Close Grip Curls: What Muscles Do They Work?

Close grip curls primarily target the biceps, with a specific emphasis on the long head, the outer portion of the muscle responsible for the “peak” shape you see when flexing. By narrowing your hand placement to less than shoulder width, you shift the workload compared to a standard curl, increasing the range of motion at the top of the movement and forcing the biceps to work harder through peak contraction.

How Grip Width Changes Bicep Activation

The biceps has two heads: the long head on the outer side of your arm and the short head on the inner side. A close grip positions your hands inside shoulder width, which places more stretch and tension on the long head throughout the curl. This is the head that creates the peaked, rounded look when your arm is flexed from the front.

A wider grip, by contrast, shifts emphasis toward the short head, which adds width to the arm when viewed straight on. Neither grip completely isolates one head over the other, but the shift in emphasis is meaningful over months of training. If your goal is building that visible bicep peak, close grip curls are one of the more direct ways to target it.

Other Muscles Involved

While the biceps do the heavy lifting, your forearm muscles contribute to the movement. The brachialis, a thick muscle that sits underneath the biceps, plays a key role in elbow flexion during any curl variation, though its activation is difficult to measure with standard surface sensors. The brachioradialis, the prominent muscle on the thumb side of your forearm, also assists during the lifting phase. Interestingly, research published in Sports found that brachioradialis activity was actually higher with a fully palms-up (supinated) grip than with a neutral or palms-down grip, which means using a straight bar with a close grip recruits the forearm more than you might expect.

Your core and front shoulders also work as stabilizers, especially during standing variations. They prevent your torso from swaying, though they aren’t primary movers.

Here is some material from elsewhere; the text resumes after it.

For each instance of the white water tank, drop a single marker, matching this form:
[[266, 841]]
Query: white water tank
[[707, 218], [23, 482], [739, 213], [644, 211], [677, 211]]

Straight Bar vs. EZ Bar for Close Grip Curls

Both bars work, but they hit slightly different areas and feel different on your joints.

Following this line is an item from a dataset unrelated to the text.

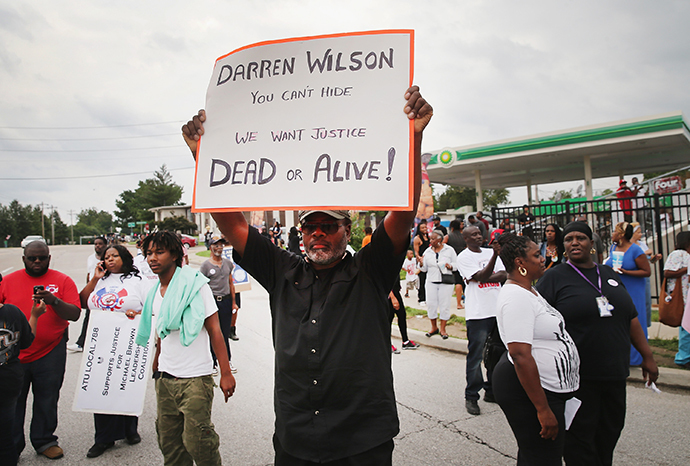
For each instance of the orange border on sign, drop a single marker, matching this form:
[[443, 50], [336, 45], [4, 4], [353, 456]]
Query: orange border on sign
[[410, 200]]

  • Straight bar: Keeps your wrists in full supination (palms completely up), which activates the long head of the biceps more effectively and recruits more overall bicep fibers. The tradeoff is greater wrist and elbow strain, especially as weight increases. If you have any wrist sensitivity, you’ll feel it here.
  • EZ bar: The angled grips allow a more natural wrist position, reducing strain on your wrists and elbows. It shifts slightly more work to the brachialis and brachioradialis, making it a better option for higher volume training or if joint comfort is a priority. EMG research published in PeerJ found the EZ bar produced about 7 to 11 percent more bicep EMG activity than dumbbell curl variants, though the differences weren’t statistically significant.

For pure long head emphasis with a close grip, the straight bar has a slight edge. For comfort and sustainability across multiple sets, the EZ bar is the more practical choice for most people.

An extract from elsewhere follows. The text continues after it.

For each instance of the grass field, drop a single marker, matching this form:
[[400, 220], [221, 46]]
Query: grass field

Proper Form for Close Grip Curls

Grip the bar with your hands roughly 4 to 6 inches apart, inside shoulder width. Stand with your feet about hip width and a slight bend in your knees. Before you start curling, lock your elbows against your sides. They should stay there for the entire set. Any forward drift lets your front shoulders take over and reduces tension on the biceps.

Curl the weight up in a controlled arc, focusing on squeezing the biceps as you lift. At the top of the movement, pause briefly. This is where the close grip shines: the narrower hand position increases the range of motion at peak contraction, forcing the long head to work through a longer stretch than a standard width curl would. Lower the bar slowly, taking about two seconds on the way down. Rushing the lowering phase wastes roughly half the muscle-building stimulus of each rep.

A common mistake is using too much weight and swinging the bar up with your hips. If your torso rocks forward and back, drop the load. The close grip already increases difficulty by demanding more from the biceps through a longer range of motion, so you’ll typically use 5 to 10 percent less weight than you would on a standard width curl.

Where Close Grip Curls Fit in Your Training

Close grip curls work best as a targeted accessory movement rather than your only bicep exercise. Pair them with a wider grip or hammer curl variation to hit both heads of the biceps and the brachialis more evenly. A solid approach is to use close grip curls for 3 to 4 sets of 8 to 12 reps, placed after your heavier compound pulling work like rows or pull-ups.

Because the long head of the biceps also crosses the shoulder joint, it gets stretched more when your arm is behind your body. Exercises like incline dumbbell curls complement close grip curls well by loading the long head in its lengthened position, while close grip curls challenge it most at the top of the movement. Using both gives the long head stimulus across its full range, which tends to produce better growth over time than relying on a single exercise.